Quando invece l’Amaxofobia è sostenuta da un disturbo d’ansia preesistente si rende necessaria la psicoterapia grazie alla quale potrà essere elaborato il conflitto dipendenza-autonomia, superata la necessità di controllo, elaborate le pulsioni aggressive e modificata l’immagine di Sé e l’autostima.
E’ importante sottolineare il fatto che la paura di guidare si può superare e che i Disturbi d’Ansia che, a volte, ne sono la causa si possono efficacemente curare con la psicoterapia.
Nei casi in cui la vita di una persona è limitata dalla paura è importante rivolgersi ad uno psicologo senza perdere tempo prezioso.

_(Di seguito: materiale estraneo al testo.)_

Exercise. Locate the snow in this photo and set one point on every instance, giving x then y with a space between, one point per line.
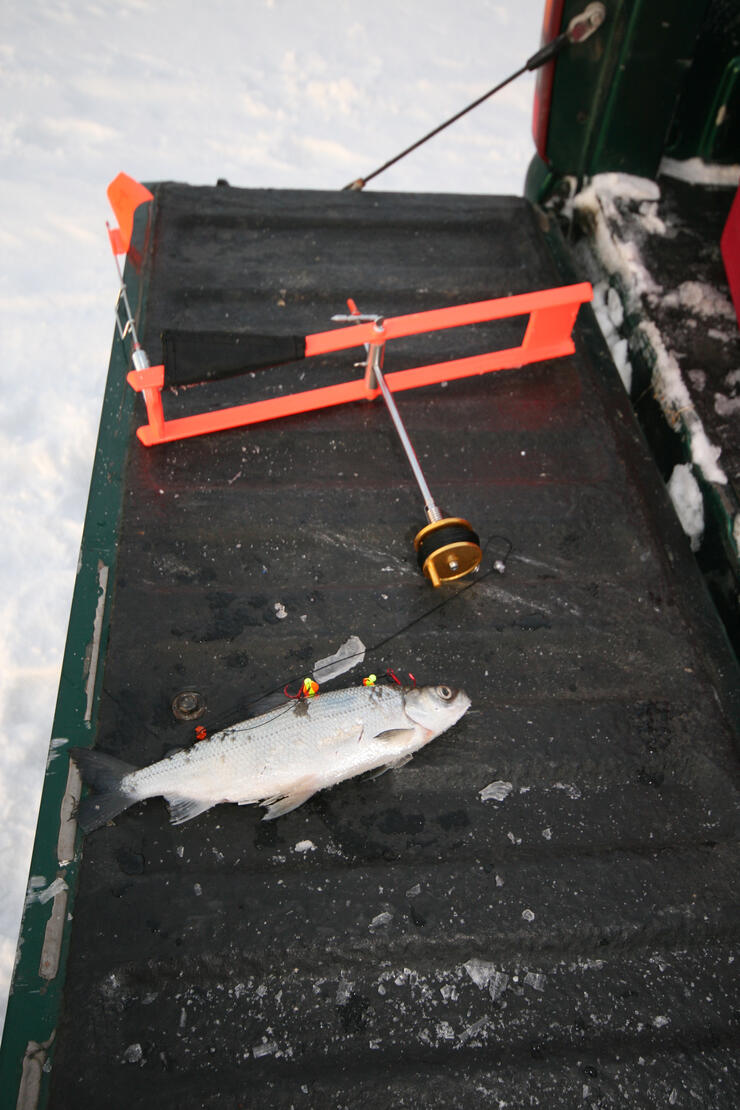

Aspettare significa far crescere il problema, rendere sempre più insopportabile la difficoltà, alimentare il pensiero che non vi sia soluzione e che quello sia il proprio destino o il proprio carattere.
Attivarsi rapidamente per cercare un aiuto professionale significa invece abbreviare i tempi del lavoro psicologico o psicoterapeutico e non condannarsi a sopportare ulteriormente limitazioni tranquillamente superabili con l’intervento adatto.
Una volta capito questo e superati i primi limiti è consigliabile guidare più volte alla settimana, inizialmente in strade e in orari poco trafficati, passando gradualmente agli orari di punta e alle strade più trafficate.
È importante prendere l’auto con regolarità e non far trascorrere mai molto tempo tra una guida e l’altra aumentando progressivamente il numero di chilometri percorsi e il tempo passato al volante.